Monday, November 16, 2015

Computing zonal and weighted statistics from NetCDF data with NCO

This post is a sequel to Concatenate and average NetCDFs where I introduced NCO (NetCDF operators), how to install NCO, and provided examples for the essential operations of record and ensemble concatenation and averaging of variables across multiple NetCDF files. If you are new to NCO I suggest familiarizing yourself with that post and experimenting with some NetCDF files as well as reading the NCO user manual. This post explains how to calculate weighted and non-weighted zonal statistics on variables over different dimensions (e.g. temporal and spatial averages) using the ncwa command line tool. Including several examples as well as information regarding open-source tools for visualizing NetCDF variables and NCO commands for accessing NetCDF metadata. These tools and examples will aid you in your work flow as they did for me!


Calculate zonal means using ncwa

In the previous NCO post we used the record averager (ncra) command to average variables over multiple files over their record dimension, typically time. But what if we need to average or use other aggregating statistics on a variable over space, time, or any other combination of dimensions we desire? The NetCDF weighted averager is just the right tool for the task.

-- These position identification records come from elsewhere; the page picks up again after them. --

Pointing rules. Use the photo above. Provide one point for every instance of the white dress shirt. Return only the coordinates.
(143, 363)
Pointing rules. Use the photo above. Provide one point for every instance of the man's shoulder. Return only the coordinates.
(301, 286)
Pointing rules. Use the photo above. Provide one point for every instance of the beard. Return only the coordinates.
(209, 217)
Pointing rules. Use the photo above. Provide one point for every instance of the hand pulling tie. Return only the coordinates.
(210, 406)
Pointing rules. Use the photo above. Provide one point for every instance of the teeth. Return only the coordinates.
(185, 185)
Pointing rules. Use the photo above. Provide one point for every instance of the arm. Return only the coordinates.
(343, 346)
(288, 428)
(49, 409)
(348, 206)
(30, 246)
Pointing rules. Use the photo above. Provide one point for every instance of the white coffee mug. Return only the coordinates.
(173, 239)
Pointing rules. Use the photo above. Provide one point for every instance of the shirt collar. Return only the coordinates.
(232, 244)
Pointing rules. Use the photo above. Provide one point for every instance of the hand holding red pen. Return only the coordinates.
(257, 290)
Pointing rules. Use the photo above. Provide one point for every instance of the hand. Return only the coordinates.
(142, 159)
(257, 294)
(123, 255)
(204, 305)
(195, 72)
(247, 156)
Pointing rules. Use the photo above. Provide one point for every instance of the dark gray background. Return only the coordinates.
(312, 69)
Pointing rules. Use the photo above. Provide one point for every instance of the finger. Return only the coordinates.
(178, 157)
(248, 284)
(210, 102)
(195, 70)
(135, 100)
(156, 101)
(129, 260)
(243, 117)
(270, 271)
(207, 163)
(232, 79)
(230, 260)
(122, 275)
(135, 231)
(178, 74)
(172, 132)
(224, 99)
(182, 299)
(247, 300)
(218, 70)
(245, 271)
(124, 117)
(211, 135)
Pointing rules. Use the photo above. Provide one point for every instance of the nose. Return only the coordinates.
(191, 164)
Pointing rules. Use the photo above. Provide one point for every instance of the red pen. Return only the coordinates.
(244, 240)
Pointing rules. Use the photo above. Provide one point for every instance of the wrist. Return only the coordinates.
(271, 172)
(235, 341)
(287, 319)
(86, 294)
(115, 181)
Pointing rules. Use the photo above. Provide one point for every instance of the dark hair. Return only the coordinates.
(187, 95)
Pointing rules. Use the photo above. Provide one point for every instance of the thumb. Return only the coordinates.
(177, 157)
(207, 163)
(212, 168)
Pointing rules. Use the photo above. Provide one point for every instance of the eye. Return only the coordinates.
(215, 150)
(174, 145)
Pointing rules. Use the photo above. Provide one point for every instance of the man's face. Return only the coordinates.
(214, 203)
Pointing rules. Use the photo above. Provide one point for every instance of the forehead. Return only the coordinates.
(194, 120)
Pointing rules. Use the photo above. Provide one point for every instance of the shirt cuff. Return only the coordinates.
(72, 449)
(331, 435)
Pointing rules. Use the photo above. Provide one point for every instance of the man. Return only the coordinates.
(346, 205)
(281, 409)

Let's say we have 12 NetCDF files that each hold monthly model output for the water year 1992, in this case they contain simulation results from the Community Earth System Model:

$ ls
model_out_1991-10.nc  model_out_1992-02.nc  model_out_1992-06.nc
model_out_1991-11.nc  model_out_1992-03.nc  model_out_1992-07.nc
model_out_1991-12.nc  model_out_1992-04.nc  model_out_1992-08.nc
model_out_1992-01.nc  model_out_1992-05.nc  model_out_1992-09.nc

Side Note: visualizing data in NetCDFs!


Any NetCDF file can be viewed quickly with the free tool ncview which you can easily get through the aptitude repository:

$ sudo apt-get install ncview

Using ncview is simple

$ ncview NetCDF_File_To_view

Alternatively you could use the NASA's free Panoply software to view and create custom high quality figures from your NetCDF files. Panoply has a lot of options and is great for publication plots but I prefer ncview for taking quick views of a NetCDF file on the fly while doing analysis. The figures below were created with Panoply.



For example, here is a plot of simulated ground temperature in the model_out_1992-06.nc file (June ground temperature).

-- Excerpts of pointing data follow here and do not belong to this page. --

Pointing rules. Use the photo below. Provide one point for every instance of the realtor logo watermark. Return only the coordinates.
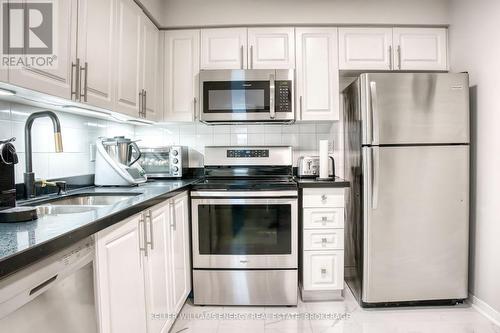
(28, 36)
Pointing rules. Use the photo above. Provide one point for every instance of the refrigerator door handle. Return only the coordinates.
(374, 113)
(375, 165)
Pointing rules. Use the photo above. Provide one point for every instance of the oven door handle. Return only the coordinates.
(272, 86)
(244, 194)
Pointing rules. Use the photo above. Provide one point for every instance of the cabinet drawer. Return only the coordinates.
(321, 239)
(323, 197)
(323, 270)
(323, 218)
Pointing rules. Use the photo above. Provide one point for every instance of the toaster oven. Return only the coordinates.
(164, 162)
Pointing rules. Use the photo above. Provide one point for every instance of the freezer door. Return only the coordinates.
(412, 108)
(415, 223)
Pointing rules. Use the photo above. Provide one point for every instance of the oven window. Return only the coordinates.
(236, 96)
(245, 229)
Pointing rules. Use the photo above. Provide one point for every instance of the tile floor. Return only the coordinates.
(331, 317)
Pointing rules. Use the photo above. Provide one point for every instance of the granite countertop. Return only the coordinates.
(21, 244)
(313, 182)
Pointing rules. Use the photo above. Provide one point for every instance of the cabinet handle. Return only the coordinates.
(251, 57)
(140, 103)
(390, 56)
(194, 109)
(145, 248)
(76, 68)
(399, 56)
(173, 222)
(149, 217)
(300, 106)
(241, 55)
(85, 69)
(144, 103)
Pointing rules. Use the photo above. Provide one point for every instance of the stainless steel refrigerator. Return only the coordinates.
(407, 212)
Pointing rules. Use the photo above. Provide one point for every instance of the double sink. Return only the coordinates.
(79, 203)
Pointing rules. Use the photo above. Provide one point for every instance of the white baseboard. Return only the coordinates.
(485, 309)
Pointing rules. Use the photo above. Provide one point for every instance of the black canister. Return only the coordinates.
(8, 159)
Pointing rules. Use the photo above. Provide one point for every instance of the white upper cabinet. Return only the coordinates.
(151, 73)
(120, 277)
(271, 48)
(317, 74)
(224, 48)
(96, 19)
(182, 66)
(56, 81)
(365, 49)
(421, 48)
(128, 58)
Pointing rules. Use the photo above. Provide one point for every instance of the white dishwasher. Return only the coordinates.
(54, 295)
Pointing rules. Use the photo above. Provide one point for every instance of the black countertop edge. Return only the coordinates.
(314, 183)
(18, 261)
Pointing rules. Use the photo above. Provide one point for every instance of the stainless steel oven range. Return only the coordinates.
(245, 228)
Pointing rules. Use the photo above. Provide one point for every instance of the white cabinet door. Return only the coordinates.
(421, 48)
(128, 58)
(324, 270)
(224, 48)
(182, 66)
(317, 74)
(180, 256)
(56, 81)
(157, 269)
(120, 277)
(271, 48)
(365, 48)
(151, 70)
(96, 20)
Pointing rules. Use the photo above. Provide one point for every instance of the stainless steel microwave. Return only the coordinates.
(255, 95)
(164, 162)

Now, before we do any weighted averaging lets concatenate the monthly output files along the record dimension (time) using ncrcat to make one NetCDF file TG_concated.nc which contains a time series of the monthly data. For simplicity let's only consider the variable ground temperature (TG) shown above. We can specify the variable we want to subset using the -v option with ncrcat. Alternatively we could have averaged the variables across their record dimension using ncra but then we would no longer have the time dimension in the output file.

ncrcat -O -v TG model_out_*.nc TG_concated.nc

The resulting file now only contains the TG variable, -O just says to overwrite the output file if it already exists. We can get useful information about the ground temperature variable with NCO as well using ncinfo:

$ ncinfo -v TG TG_concated.nc 
<type 'netCDF4._netCDF4.Variable'>
float32 TG(time, lat, lon)
    long_name: ground temperature
    units: K
    cell_methods: time: mean
    _FillValue: 1e+36
    missing_value: 1e+36
unlimited dimensions: time
current shape = (12, 192, 288)
filling off

We can see TG is a 3D variable in time, latitude, and longitude with a corresponding array shape of (12, 192, 288) (months, latitude nodes, longitude nodes). We can leverage this information if we need to aggregate and reduce the dimensionality for plotting or analysis.


Side Note: viewing metadata of NetCDFs!


You might be wondering how to view meta data of NetCDF files-- there are several different ways: 1) ncinfo netcdf_file will print most basic and important information of the contents such as all variables, dimensions, file history, etc.; 2) ncdump -h netcdf_file provides more detailed info for each variable; 3) ncks -m or -M netcdf_file will produce output pertaining to dimensions, -m is useful for finding length and units of dimensions and you can pass it variables as well with -v. The -M option will print out information regarding global attributes. Experiment with these as they are all super useful!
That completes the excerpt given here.